CHRIS JAMES AND PATRICK RYNN

BARRELHOUSE STOMP

EARWIG RECORDS  4968

GOODBYE LATER FOR YOU–JUST ANOTHER KICK IN THE TEETH–I FEEL SO GOOD–MESSIN WITH WHITE LIGHTNIN–BEFORE IT’S TOO LATE–A FACT IS A FACT–IT ALWAYS CAN BE WORSE–I’M GONNA STOP FOOLING MYSELF–VICKSBURG BLUES–BOBBY’S ROCK–TAKE IT EASY (A TRIBUTE TO PINETOP PERKINS)–LAST CALL WOOGIE

 

The first time we met Chris James and Patrick Rynn was in the summer of 1994, backing the ole Shuffle Master himself, Sam Lay, at the now-defunct (and sorely missed) south Nashville venue, The Boardwalk Cafe.   (The CD “Feelin’ Good” documented this performance, and, yes, we were in the audience.)   They have come a long way since those days, having two previous albums for the Earwig lable, with 2008’s “Stop And Think About It” nominated for a Blues Award for Best New Artist Debut.

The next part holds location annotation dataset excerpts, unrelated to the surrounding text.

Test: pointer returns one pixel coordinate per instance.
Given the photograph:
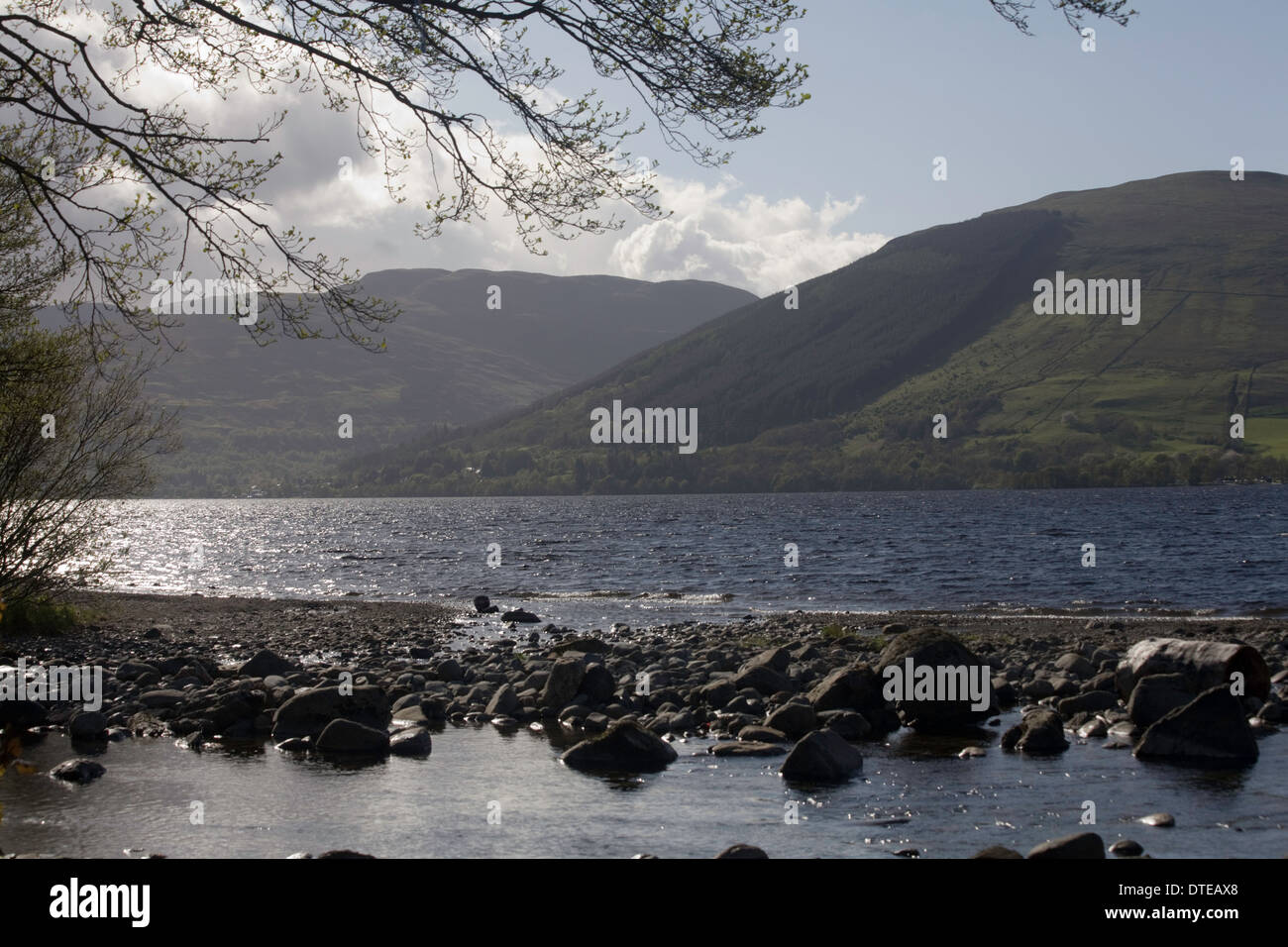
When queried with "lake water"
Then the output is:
(592, 561)
(262, 802)
(589, 562)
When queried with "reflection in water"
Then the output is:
(913, 792)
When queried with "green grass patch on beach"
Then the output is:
(37, 617)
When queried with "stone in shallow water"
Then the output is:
(1080, 845)
(1126, 848)
(822, 757)
(1210, 729)
(413, 741)
(626, 748)
(80, 772)
(739, 748)
(351, 736)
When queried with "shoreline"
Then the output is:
(205, 673)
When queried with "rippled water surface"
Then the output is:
(590, 561)
(269, 804)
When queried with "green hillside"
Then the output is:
(840, 393)
(266, 418)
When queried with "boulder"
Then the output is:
(133, 669)
(848, 688)
(308, 712)
(266, 664)
(1155, 694)
(154, 699)
(520, 616)
(77, 771)
(739, 748)
(503, 702)
(717, 693)
(1076, 665)
(953, 667)
(1091, 701)
(822, 757)
(412, 741)
(351, 736)
(563, 684)
(763, 680)
(1210, 729)
(793, 719)
(778, 659)
(22, 714)
(597, 684)
(1080, 845)
(450, 671)
(1205, 665)
(88, 724)
(625, 748)
(1039, 731)
(849, 723)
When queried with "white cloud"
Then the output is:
(743, 240)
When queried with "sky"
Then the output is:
(894, 85)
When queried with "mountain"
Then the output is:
(267, 416)
(841, 390)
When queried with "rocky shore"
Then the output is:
(357, 680)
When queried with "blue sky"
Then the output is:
(894, 84)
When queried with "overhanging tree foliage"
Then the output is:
(73, 431)
(129, 188)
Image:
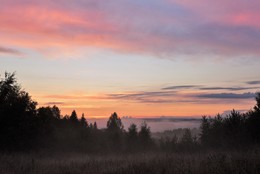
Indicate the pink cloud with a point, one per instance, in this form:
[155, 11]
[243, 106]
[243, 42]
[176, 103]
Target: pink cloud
[183, 27]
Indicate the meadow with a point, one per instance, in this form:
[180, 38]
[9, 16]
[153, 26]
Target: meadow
[143, 163]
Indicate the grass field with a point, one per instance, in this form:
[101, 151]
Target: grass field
[145, 163]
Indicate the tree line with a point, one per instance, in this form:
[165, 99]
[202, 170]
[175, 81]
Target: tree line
[24, 127]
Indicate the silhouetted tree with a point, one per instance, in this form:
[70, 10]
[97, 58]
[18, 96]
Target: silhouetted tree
[115, 131]
[114, 123]
[132, 137]
[144, 136]
[83, 121]
[18, 122]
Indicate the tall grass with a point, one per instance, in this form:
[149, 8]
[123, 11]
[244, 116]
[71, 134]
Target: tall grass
[145, 163]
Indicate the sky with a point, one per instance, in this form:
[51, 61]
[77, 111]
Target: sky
[134, 57]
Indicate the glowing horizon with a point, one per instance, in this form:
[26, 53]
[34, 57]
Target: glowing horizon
[136, 58]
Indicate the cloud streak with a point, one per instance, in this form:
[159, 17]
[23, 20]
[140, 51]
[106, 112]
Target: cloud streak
[227, 96]
[9, 51]
[167, 27]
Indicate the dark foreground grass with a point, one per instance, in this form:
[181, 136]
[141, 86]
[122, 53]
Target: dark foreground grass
[147, 163]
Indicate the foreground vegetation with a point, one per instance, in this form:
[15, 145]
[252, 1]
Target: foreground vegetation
[152, 163]
[41, 140]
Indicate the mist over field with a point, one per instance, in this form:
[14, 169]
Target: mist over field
[156, 124]
[129, 87]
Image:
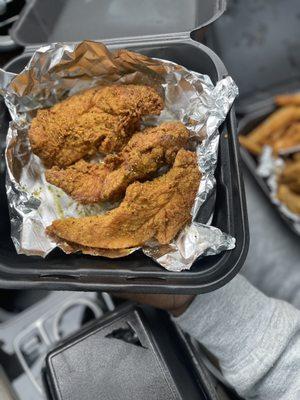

Their third album for Earwig is entitled “Barrelhouse Stomp,” and it continues their deep affinity for genuine Chicago-styled combo blues.  This set, however, is sho’ nuff a great big blues party with a slew of special guests that all perfectly complement Chris’ colorful singing and playing, and Patrick’s stone-cold backbeat.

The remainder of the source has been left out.